Usain Bolt is easy to pick out of the starting blocks. He’s the one who’s a head taller than all the other sprinters. The world record holder for 100 and 200 meter sprinting is going to change the face, well, height, of sprinting. Years from now, all those lanky young men who were guided to other sports will be funneled into sprinting to see if they can take advantage of the same mechanics that helped Bolt.
I am not very tall (about five foot nine) so I’ve seen these limits before. Most sports select for height. Basketball and volleyball are obvious examples, but it helps for many others as well. Taller people have a longer stride and offer relatively little extra wind resistance for their increased power. I see this in cycling all the time. My larger riding partners blow me away on the flats, easily cruising at 20 miles per hour. The only time I can catch up is on the hills where being smaller means I have to put out far fewer Watts to do climb to the top.

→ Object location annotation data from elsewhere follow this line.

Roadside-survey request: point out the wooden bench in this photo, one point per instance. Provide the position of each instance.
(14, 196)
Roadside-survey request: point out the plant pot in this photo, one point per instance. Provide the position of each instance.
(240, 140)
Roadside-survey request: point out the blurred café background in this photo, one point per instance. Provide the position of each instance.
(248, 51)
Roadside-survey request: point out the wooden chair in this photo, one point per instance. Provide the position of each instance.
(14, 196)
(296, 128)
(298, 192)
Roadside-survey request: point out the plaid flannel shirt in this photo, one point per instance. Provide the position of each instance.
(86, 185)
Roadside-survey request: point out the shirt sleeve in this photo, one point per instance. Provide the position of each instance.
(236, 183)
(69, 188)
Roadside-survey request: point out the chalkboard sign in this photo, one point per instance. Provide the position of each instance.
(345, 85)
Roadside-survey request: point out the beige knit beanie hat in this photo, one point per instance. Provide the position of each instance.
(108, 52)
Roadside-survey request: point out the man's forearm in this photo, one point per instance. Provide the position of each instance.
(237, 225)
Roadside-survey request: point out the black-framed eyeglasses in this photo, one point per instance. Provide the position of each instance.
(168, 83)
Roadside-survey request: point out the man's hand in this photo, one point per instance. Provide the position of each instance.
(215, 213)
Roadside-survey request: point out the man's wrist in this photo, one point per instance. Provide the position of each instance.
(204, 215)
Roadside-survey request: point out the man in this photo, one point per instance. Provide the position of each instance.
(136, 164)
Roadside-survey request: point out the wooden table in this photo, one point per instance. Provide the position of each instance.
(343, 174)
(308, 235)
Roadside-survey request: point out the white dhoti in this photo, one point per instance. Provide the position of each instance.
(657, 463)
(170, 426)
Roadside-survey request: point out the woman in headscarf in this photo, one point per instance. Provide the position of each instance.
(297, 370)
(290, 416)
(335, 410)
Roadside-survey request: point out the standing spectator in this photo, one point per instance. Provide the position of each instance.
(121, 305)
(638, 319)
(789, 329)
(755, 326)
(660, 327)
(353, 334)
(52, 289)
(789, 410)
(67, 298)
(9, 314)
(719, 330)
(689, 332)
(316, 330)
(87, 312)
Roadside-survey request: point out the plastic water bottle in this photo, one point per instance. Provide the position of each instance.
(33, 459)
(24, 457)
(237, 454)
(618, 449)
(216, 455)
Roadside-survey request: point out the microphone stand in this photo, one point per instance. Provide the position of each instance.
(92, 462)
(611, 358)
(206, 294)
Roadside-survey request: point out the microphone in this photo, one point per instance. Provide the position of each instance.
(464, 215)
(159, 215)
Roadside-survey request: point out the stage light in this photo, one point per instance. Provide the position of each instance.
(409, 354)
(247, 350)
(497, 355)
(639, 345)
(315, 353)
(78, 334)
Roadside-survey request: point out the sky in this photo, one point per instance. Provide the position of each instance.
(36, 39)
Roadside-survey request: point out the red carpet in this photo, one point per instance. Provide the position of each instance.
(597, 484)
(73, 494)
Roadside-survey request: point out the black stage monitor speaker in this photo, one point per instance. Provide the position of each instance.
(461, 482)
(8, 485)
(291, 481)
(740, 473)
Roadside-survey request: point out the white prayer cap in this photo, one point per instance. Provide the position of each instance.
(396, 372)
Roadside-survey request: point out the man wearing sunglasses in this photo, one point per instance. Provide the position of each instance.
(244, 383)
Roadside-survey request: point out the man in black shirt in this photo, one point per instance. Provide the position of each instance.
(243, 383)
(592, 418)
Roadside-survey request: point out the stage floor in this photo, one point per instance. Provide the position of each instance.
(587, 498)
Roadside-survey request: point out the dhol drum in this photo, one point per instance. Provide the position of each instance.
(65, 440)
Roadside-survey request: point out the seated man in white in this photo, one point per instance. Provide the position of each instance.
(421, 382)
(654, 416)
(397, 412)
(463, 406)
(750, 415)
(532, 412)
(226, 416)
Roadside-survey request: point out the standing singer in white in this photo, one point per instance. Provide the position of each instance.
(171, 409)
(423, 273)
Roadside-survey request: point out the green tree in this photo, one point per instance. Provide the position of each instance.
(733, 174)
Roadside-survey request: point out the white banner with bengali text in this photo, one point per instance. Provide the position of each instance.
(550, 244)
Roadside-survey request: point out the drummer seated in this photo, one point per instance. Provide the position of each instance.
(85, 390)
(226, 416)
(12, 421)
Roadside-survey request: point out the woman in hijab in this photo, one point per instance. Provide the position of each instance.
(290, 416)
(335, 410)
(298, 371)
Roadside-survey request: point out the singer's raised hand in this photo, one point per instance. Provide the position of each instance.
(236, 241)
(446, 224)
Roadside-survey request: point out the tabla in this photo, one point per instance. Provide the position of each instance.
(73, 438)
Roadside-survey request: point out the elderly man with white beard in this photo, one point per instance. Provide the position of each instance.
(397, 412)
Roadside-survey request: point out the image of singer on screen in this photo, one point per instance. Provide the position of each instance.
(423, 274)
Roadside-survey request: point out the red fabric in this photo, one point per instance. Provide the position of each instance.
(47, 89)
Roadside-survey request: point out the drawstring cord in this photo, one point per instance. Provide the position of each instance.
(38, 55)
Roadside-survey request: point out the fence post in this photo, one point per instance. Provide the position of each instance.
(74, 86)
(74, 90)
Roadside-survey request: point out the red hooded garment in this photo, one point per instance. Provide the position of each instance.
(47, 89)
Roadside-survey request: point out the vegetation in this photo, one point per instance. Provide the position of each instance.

In a recent example, I beat a strong riding partner of mine up a four-mile hill. Knowing our average speed, altitude change and distance I calculated our average power output. His was around 350 W/hr compared to my measly 250 W/hr. Even Tour de France riders don’t maintain much more than 400 so my partner should be commended for his superb performance as an amateur. More importantly, he’s actually able to support 350 W/hr which is why he crushes me on the flats. It’s not just that he’s in shape (he is) but that his size means that just climbing stairs now and again, his body is used to putting out more energy, so his baseline is so much higher than mine.
It’s not really good news for me (because I am way too lazy) but most of these height advantages reverse as the sport turns into an endurance challenge. My cycling friend above may be able to put out 350 W/hr, but his body probably doesn’t digest food much faster than mine. At some point, he just won’t be able to nourish himself enough to keep going. It’s too bad we’re not competing in any double centuries…I might just have a chance (except that would be just dumb!) Compare those tiny marathoners to Bolt’s six foot five in frame.
Unlike my weekend warrior fitness plan, world class athletics is a very effective sorter for characteristics of success. Coaches can try to guide young Phelpses and Bolts into sports based on what they think is more suited to their bodies, but when everyone is training at such an elite level, what separates them becomes tiny little advantages like big feet and fancy swimming suits. Inexorably, the Olympics and other elite sports will become a freak show of bodies and minds perfectly formed for the sport in which they compete. Future Olympics won’t be inspiring in an ‘if I just tried hard enough that could be me’ sort of way and, to be fair, they probably weren’t in their debut in ancient Greece. Instead, like this year in Beijing, it will be absolutely fascinating to see what humans can do—and how their bodies will adapt—to break new records.